Abstract

Product development projects, especially in the aerospace industry, still suffer from significant cost and schedule overruns. Many researchers and scientists focused first on process and tools to shorten the time and reduce the cost of new product development projects. The results were far from resolving this issue. Thus, the focus was reoriented toward enhancing the accuracy of estimates. Thereby, a large number of research papers were published regarding effort and time estimation in new product development. Most of them are modeling based on the use of some specific drivers for estimation matter. However, to the best of our knowledge, there are no rules or frameworks about which drivers are relevant to use and which are not. This paper proposes a new and original framework that characterizes and organizes effort and time drivers in aerospace product development. The aim is to identify and support the understanding of most relevant drivers for aerospace product development effort and time.

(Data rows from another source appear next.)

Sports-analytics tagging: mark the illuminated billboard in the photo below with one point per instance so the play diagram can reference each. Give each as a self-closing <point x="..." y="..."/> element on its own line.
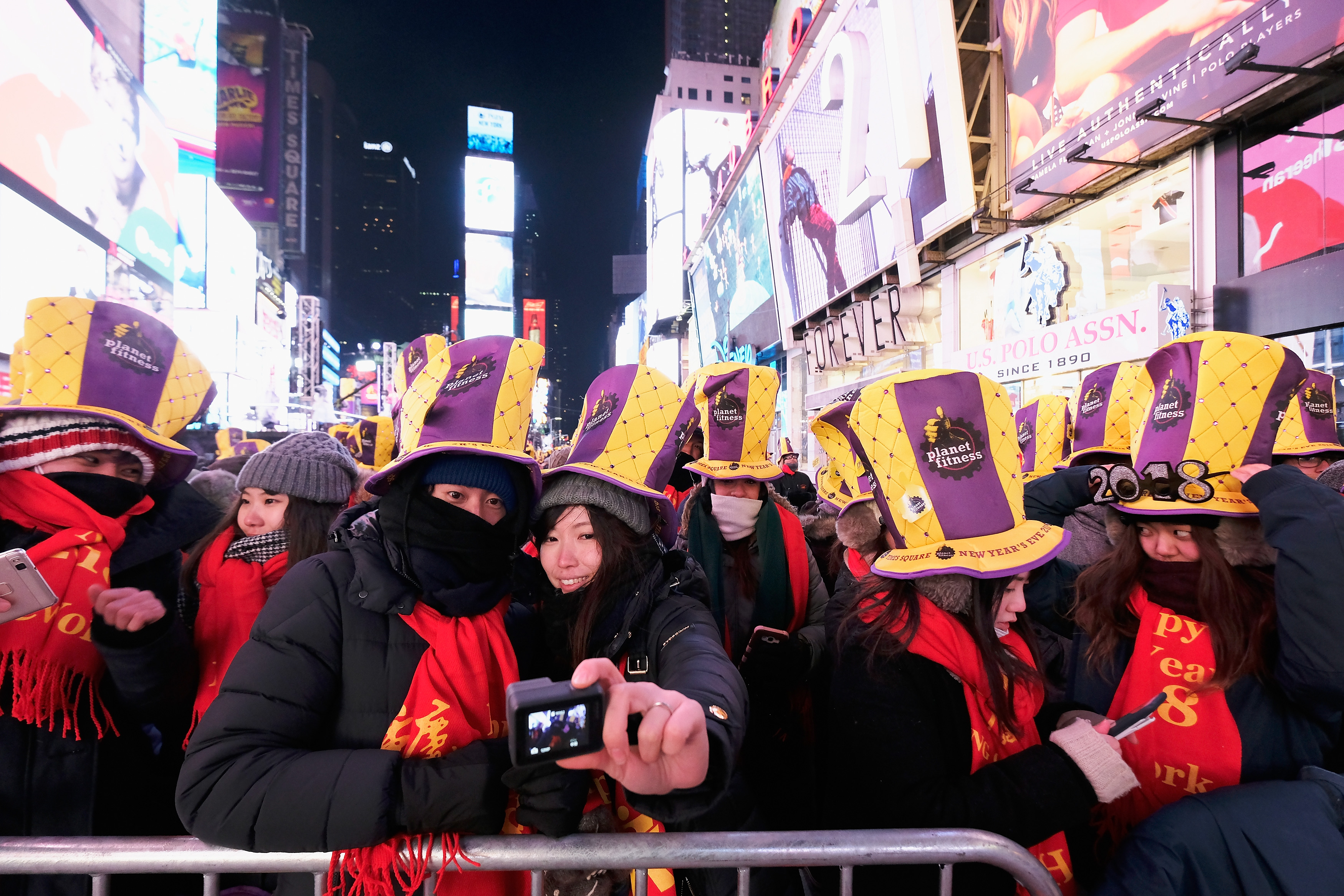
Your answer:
<point x="490" y="129"/>
<point x="41" y="257"/>
<point x="734" y="284"/>
<point x="180" y="65"/>
<point x="80" y="131"/>
<point x="490" y="194"/>
<point x="871" y="159"/>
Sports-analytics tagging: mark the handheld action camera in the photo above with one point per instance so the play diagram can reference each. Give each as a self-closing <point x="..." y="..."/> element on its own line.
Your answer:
<point x="551" y="720"/>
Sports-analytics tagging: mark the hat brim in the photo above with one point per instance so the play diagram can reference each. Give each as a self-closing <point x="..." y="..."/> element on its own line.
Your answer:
<point x="764" y="470"/>
<point x="990" y="556"/>
<point x="179" y="460"/>
<point x="381" y="481"/>
<point x="667" y="511"/>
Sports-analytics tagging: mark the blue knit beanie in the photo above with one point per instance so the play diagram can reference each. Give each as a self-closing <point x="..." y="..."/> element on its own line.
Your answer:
<point x="475" y="470"/>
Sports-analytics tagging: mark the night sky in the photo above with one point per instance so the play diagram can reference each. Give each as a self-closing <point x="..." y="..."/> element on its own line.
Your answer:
<point x="581" y="81"/>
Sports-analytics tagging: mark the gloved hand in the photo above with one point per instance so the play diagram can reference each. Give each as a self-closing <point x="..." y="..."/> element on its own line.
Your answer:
<point x="549" y="798"/>
<point x="779" y="667"/>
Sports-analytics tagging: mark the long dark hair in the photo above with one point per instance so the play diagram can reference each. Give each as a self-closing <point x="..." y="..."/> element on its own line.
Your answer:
<point x="898" y="604"/>
<point x="307" y="524"/>
<point x="1236" y="602"/>
<point x="621" y="547"/>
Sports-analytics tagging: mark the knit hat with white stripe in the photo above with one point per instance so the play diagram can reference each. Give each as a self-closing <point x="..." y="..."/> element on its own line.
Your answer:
<point x="31" y="440"/>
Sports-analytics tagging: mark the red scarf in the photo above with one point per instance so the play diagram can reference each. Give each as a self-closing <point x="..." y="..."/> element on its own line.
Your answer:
<point x="232" y="594"/>
<point x="50" y="653"/>
<point x="947" y="643"/>
<point x="456" y="698"/>
<point x="1194" y="746"/>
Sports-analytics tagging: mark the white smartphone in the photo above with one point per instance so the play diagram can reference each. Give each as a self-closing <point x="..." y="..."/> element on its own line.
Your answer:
<point x="22" y="586"/>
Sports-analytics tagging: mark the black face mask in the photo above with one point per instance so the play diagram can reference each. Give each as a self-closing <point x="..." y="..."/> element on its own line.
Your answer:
<point x="107" y="495"/>
<point x="478" y="551"/>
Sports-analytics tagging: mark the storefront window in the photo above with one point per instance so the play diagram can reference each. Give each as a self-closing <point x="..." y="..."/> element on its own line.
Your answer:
<point x="1102" y="257"/>
<point x="1292" y="194"/>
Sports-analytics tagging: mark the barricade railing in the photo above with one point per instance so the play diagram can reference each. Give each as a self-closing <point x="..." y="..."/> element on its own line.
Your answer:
<point x="847" y="850"/>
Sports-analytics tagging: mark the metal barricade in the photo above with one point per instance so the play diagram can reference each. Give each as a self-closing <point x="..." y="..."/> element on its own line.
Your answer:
<point x="103" y="856"/>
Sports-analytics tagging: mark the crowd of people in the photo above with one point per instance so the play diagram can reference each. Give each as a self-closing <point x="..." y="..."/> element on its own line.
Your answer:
<point x="306" y="645"/>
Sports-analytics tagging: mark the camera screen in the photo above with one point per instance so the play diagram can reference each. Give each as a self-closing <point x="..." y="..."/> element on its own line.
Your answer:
<point x="559" y="729"/>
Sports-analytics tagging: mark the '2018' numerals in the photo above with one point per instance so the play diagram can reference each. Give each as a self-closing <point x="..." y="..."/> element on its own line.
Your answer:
<point x="1182" y="481"/>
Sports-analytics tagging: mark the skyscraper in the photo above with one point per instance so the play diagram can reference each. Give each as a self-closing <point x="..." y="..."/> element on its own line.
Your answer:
<point x="715" y="30"/>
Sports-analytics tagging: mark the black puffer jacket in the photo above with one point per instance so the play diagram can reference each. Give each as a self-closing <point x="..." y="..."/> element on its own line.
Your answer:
<point x="288" y="755"/>
<point x="118" y="785"/>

The framework was developed based on an extensive literature review and a postmortem analysis of cost and time overruns of a significant product development program in the aerospace industry. The final list of the frameworks’ drivers was validated and refined using a survey. Results suggested that, beside risks and uncertainty, technologies maturity, degree of change in design, ambiguity of requirements, functional decompositions, severity of standards, process overlapping and variety of key stakeholders drive effort and time as complexity drivers while processes maturity, experience with technology, risk management, change management, level of trust in suppliers and team skills drive effort and time as proficiency drivers.